6. Make sure you use the right codes.
One of the biggest problems for health care providers is having a claim denied and then having to reprocess it. Codes are changed, deleted or introduced every year, and you can use “cms.gov” or “findacode.com” to quickly verify if you’re using the correct codes.
7. Understand when a decreasing total for accounts receivable is indicative of your practice’s good financial health and when you should worry.
You should see decreasing accounts receivable as good when your cash inflow increases. That means that the amount of debt owed to your company has decreased. The other side of the coin is when you decrease accounts receivables by writing debt off as forgiven or uncollectable. You should be able to deduct that on your tax returns, but having too many such deductions or listing them year after year should be a sign that you need to change the way you manage your accounts receivable.
8. Don’t ignore the importance of human error and staffing.
Given the increasing trend of insurance companies to deny claims for the smallest of errors, you need to offer sufficient training and documented best practices and monitor how well staff applies them so you can rely on them to keep accurate records, track and correct errors, communicate efficiently, report issues and come up with solutions, use overtime only as strictly needed, and make other important day-to-day decisions.
9. Use the marketing methods that are at everyone’s fingertips these days.
This means not only word-of-mouth but also online tools such as Facebook, Instagram, Google Ads. Your practice can increase significantly by acquiring new patients. That being said, beware of public negative reviews and your response to them. Leaving a bad review unanswered will insert doubts into potential patients’ minds or confirm some borderline experiences they’ve had in your office.

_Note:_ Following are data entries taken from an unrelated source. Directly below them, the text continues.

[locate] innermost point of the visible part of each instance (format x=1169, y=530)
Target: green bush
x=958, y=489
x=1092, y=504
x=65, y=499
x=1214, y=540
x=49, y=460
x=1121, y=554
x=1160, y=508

Your reputation as a sole practitioner is what can help your business grow or stay afloat.
10. Maintain clear records of your practice’s attempts to collect an outstanding balance.

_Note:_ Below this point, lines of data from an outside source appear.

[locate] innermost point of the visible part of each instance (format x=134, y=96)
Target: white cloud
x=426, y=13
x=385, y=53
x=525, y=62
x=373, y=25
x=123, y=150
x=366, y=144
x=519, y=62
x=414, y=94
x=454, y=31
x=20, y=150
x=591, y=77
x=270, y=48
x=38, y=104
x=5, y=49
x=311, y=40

That will not only inform your decision to seek help from a debt collection agency or write off the debt, but it will also prove to the IRS that you made a reasonable effort to collect on a debt you intend to deduct on your taxes. You have to keep in mind that the debt is only deductible in the year the debt becomes worthless.
Finally, always remember that accounts receivable is different from a cash transaction in that the payment takes place at a later time.

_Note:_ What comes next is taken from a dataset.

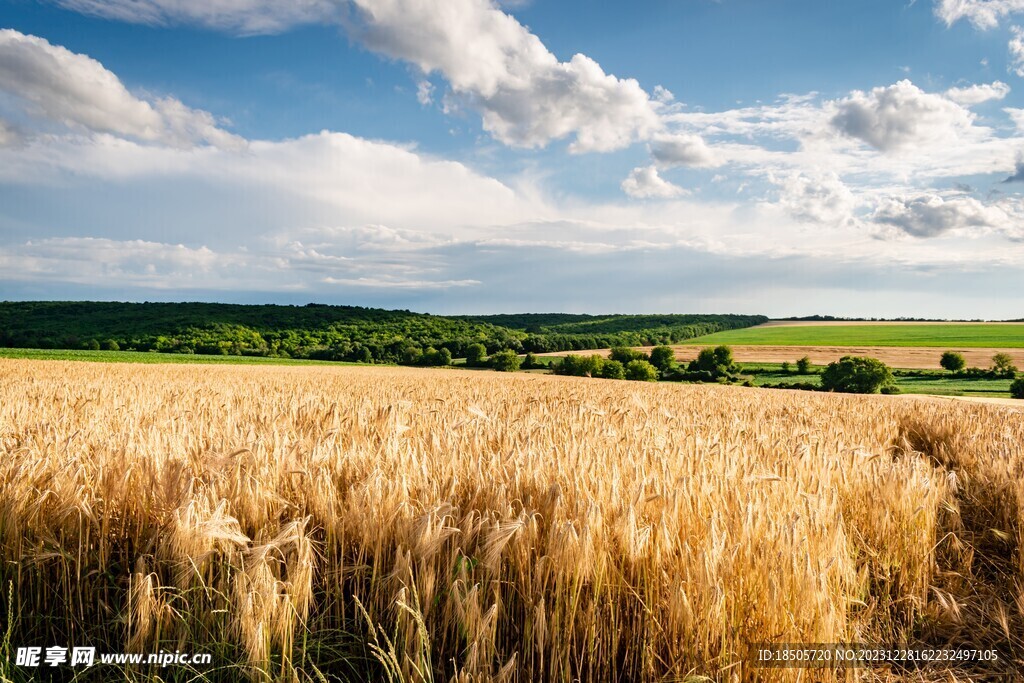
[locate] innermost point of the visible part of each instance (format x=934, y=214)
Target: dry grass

For that reason, an unreceived payment carries a higher risk for the business awaiting the funds. The balance due from the debtor may take from a few weeks to more than a year to be received by the crediting business (i.e. the creditor), which may leave the creditor exposed. For medical practices, the risk is often even higher because of the hoops they have to jump through with patients and third parties, such as insurance companies.
These are all reasons why your business needs to invest in ways to manage accounts receivable to minimize the financial risk associated with them and convert them into solid cash sooner rather than later.